President Bush spoke Tuesday about a "Third Awakening," a term tied to Christian revivalism in the United States.
Meeting with conservative journalists for an hour and a half in the Oval Office, the president portrayed the current war as one between good and evil. He compared it with the Civil War which supporters of President Abraham Lincoln saw as a war between good and evil.
"Cultures do change," Bush said. "Ideological struggles are won, but it takes time. It just takes time. You look back at the '50s, I don't know how evident it was that—I guess there was—when you think about it, there was a pretty stark change in the culture of the '50s and the '60s. I mean, boom. But I think something is happening here."
He said, "I'm not giving you a definitive statement—it seems like to me there's a Third Awakening with a cultural change."
The president illustrated the change he saw: "I don't have people coming in the rope line saying, 'I'd like a new bridge, or how about some more highway money.' They're coming to say, 'I'm coming to tell you, Mr. President, I'm praying for you.' It's pretty remarkable."
A White House aide said Bush was "drawing a parallel in terms of a resurgence, in dangerous times, of people going back to their religion," according to the Washington Post. Aides said Bush did not see the war as a religious war.
Nevertheless, his core supporters within American fundamentalism do see the war as a Christian one against an evil religion. The president surely knows that, as he certainly knows how to use religion to rally political support. He confidently knows that when news about his seeing a new great awakening seeps into the fundamentalist media world that conservative Christians will be abuzz with wonderment about his faith and be energized to support his party.

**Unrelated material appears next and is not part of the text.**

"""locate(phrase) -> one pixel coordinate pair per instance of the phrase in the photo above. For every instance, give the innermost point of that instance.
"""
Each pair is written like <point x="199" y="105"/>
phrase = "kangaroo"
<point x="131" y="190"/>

What would be fascinating to know is where he got the language about a Third Great Awakening and what he really knows about the First Great Awakening (1730-1760) and the Second Great Awakening (1800-1830).

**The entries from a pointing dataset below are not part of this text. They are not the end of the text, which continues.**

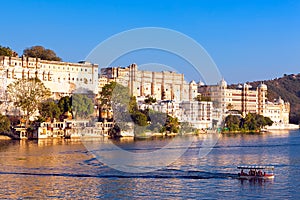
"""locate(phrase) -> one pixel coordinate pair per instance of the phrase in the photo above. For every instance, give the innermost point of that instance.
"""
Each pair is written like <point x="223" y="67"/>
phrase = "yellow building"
<point x="246" y="99"/>
<point x="62" y="78"/>
<point x="165" y="85"/>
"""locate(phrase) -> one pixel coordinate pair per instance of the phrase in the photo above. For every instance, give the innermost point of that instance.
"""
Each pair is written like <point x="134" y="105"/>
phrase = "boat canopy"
<point x="256" y="167"/>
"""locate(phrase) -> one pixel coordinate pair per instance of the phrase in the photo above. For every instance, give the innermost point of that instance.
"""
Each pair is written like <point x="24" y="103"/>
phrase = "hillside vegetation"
<point x="286" y="87"/>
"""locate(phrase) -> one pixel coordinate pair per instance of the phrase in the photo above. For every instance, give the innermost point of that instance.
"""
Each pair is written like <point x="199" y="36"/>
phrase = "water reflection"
<point x="66" y="169"/>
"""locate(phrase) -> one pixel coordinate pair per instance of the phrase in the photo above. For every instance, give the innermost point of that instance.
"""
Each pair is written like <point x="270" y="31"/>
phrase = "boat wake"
<point x="174" y="174"/>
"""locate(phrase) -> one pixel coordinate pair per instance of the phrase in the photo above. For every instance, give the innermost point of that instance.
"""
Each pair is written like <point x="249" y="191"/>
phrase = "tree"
<point x="6" y="51"/>
<point x="27" y="94"/>
<point x="229" y="106"/>
<point x="82" y="105"/>
<point x="171" y="125"/>
<point x="49" y="110"/>
<point x="232" y="122"/>
<point x="150" y="100"/>
<point x="65" y="104"/>
<point x="4" y="124"/>
<point x="202" y="98"/>
<point x="41" y="52"/>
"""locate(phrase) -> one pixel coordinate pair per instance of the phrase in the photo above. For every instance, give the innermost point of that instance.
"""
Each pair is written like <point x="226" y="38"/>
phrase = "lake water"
<point x="66" y="169"/>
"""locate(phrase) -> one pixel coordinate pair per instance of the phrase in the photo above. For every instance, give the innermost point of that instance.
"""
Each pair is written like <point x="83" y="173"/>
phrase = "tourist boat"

What he needs to know, as he uses this code language, is that awakening talk gives him no credibility among evangelicals with memory and integrity.
Discerning Christian leaders know that fundamentalists and others have been prophesying a great awakening for years with failure accompanying each prediction.

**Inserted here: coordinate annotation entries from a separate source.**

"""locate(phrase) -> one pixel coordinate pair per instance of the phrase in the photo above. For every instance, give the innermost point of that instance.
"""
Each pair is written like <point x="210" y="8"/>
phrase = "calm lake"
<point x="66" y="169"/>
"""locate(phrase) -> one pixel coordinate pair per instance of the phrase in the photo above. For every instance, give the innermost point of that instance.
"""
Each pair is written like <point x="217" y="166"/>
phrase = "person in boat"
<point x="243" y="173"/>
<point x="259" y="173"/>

Preachers saw 9/11 as sparking a great spiritual awakening in a time of crisis. Church attendance increased briefly before returning to pre-9/11 levels. Trusted evangelical pollster George Barna found that 9/11 had no lasting impact on American faith.
Baptists and others touted Mel Gibson's movie, "The "Passion of the Christ," as "perhaps the best outreach opportunity in 2,000 years." Churches rented movie theaters for congregation and community-wide viewing. A Southern Baptist Convention leader saw the movie as a "mighty witnessing tool" to reach America.
Yet a Barna Research survey found that only 6 percent of American adults said the movie had led them to change what they believed about Christian faith, only one-half of 1 percent of viewers accepted Christ as a result of seeing the movie and only 3 percent became more involved in church-related activities.
The Prayer of Jabez, The Purpose Driven Life and the Left Behind book series and movies have been forecasted as generators of revival—with no apparent success.
Bush's claim of seeing a great awakening underway puts him in a camp of discredited prophets. His use of religious code words is cynical. Both diminish his moral credibility.
Robert Parham is executive director of the Baptist Center for Ethics.